Ana içeriğe atla

EVDEKİ DÜMEN

 EVDEKİ DÜMEN

Nostaljik bir macera hikayesi...

Suna ve Tamer, evliliklerinin 4. Yılında kötü bir haber aldılar. İşleri hiçbir zaman yolunda gitmemişti, çocukları olmuyordu, borcun harcın içinde debelenip duruyorlardı ve günlük olmazsa olmazları haline gelen, sıradan kötü haberlerden değildi bu… Sene 2002’nin Nisan ayında bir cumartesi akşamı Tamer babasını kaybettiğini öğrenmişti. Tamer’in babası Remzi Bey’i, kendi babasından bile çok seven Suna için de çok yıkıcı olmuştu bu haber… Ağlaştılar, sarıldılar, toparlanıp memlekete gitmeye karar verdiler ve bembeyaz yüzleriyle hazırladıkları valizlerini alıp yola koyuldular. Mersin’den çıktılar, sabaha karşı Mardin’e varmışlardı. Kimse uyumamıştı evde, bütün ışıklar yanıyordu, ağıt yoktu çünkü Remzi Bey sevmezdi yaygarayı; etrafında onu seven yüzlerce insan vardı, haberi duyduktan sonra içli içli gözyaşı döken o kadar insan, öğleden sonra kaldırılacak olan cenazeyi bekliyordu. Aralarında Remzi Bey’in okuttuğu, evlendirdiği, zor gününde yardım ettiği, bazen tek sözüyle bir ömürlük iz bıraktığı birçok insan ağlıyordu o gün Mardin Kızıltepe’de.
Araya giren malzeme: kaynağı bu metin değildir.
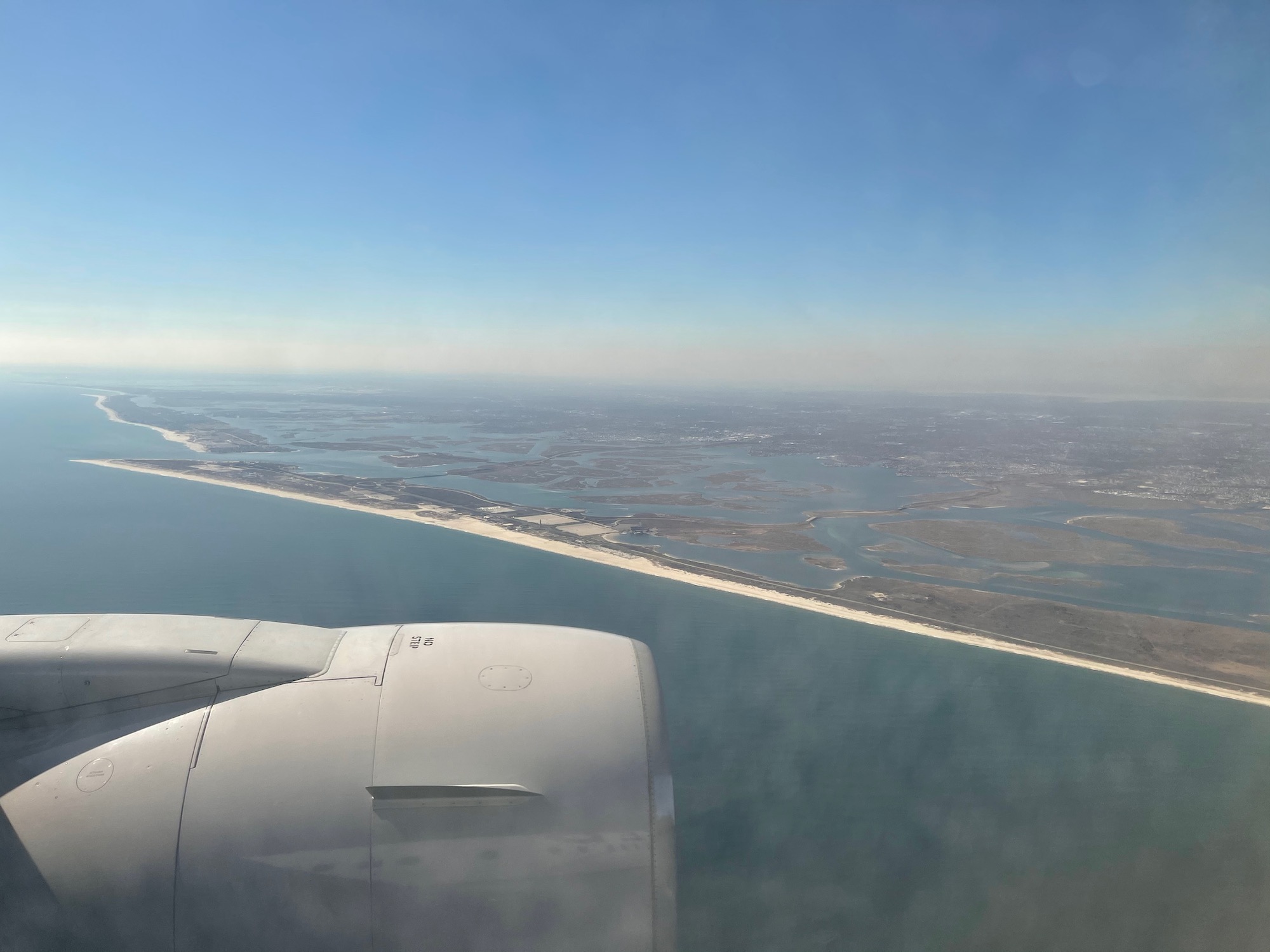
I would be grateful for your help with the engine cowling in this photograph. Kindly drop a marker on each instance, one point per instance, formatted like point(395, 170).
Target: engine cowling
point(204, 784)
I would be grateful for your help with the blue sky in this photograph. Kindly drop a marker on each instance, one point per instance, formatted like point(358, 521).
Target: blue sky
point(652, 183)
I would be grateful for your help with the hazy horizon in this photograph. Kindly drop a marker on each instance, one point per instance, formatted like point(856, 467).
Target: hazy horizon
point(1064, 199)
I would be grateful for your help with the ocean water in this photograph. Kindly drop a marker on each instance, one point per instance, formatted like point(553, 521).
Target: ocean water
point(839, 786)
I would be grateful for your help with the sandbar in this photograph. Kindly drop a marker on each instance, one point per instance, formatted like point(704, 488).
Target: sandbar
point(450, 520)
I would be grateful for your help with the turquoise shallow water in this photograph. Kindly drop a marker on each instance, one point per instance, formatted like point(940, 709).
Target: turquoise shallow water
point(840, 788)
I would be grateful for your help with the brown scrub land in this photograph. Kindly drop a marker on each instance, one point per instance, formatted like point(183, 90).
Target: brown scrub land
point(1164, 532)
point(1012, 543)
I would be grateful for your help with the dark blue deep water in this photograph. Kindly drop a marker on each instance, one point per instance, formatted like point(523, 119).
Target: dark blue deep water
point(840, 788)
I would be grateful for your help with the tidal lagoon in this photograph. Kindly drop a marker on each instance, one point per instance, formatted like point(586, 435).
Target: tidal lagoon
point(839, 786)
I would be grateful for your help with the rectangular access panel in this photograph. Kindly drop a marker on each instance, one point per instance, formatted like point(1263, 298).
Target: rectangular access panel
point(512, 794)
point(275, 837)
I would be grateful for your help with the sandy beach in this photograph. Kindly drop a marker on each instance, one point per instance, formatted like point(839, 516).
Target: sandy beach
point(446, 520)
point(100, 400)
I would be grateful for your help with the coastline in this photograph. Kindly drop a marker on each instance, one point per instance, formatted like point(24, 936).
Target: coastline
point(172, 436)
point(445, 519)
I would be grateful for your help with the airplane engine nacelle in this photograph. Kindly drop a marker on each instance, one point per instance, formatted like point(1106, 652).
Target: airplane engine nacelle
point(186, 784)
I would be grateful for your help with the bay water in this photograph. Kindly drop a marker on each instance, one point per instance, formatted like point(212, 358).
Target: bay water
point(839, 786)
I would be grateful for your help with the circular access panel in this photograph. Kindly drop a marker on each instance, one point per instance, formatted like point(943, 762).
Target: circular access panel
point(96, 775)
point(506, 677)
İkindi namazına müteakip kaldırılan cenazeden sonra Kızıltepe’yi bürüyen sessizliğin tarifi yoktu. Tamer ne diyeceğini ne düşüneceğini bilemiyordu, Suna ne tarafa bakması gerektiğini ne yapması gerektiğini kestiremiyordu. Bildikleri tek şey şuydu: şimdiye kadar yaşadıkları hiçbir sorun, çektikleri hiçbir dert, böylesine acıtmamıştı. Eve döndüler. Kimse bir yudum su bile içememişti, insanların hüzünleri yüzünden düğümlenen boğazlarından bir şey geçmiyordu. Tamer’in annesi Pervin Hanım, her zamanki gibi yarı Kürtçe-yarı Türkçe: ‘’Were, oğul’’(gel oğlum), dedi. Tamer irkildi, annesinin peşi sıra öbür odaya geçti. Pervin Hanım devam etti:

-Bizim ailenin erkekleri lanetlenmiş gibi, bilirsin. Amcaların gitti, abin küçükken öldü, dayın desen yok, bir sen bir de kardeşin Yusuf var. Baban ikinize de bir şey bırakamadı, bir şu iki göz evimiz var sahip olduğumuz, burası da kız kardeşinle benim başımızı soktuğumuz yer işte… Neyse sen bilirsin, beyim severdi gezmeyi, görmeyi, yedirmeyi, içirmeyi… ‘Mezara mı götüreceğim?’, derdi nur içinde yatsın. Sana bir şey bıraktı, Yusuf’a da. Ne olduğunu bilemem al bak şu paketlerin içindedir, kâtip efendiye yazdırmış olacak adlarınızı, al sen bak kendininkine, ben aşağı iniyorum.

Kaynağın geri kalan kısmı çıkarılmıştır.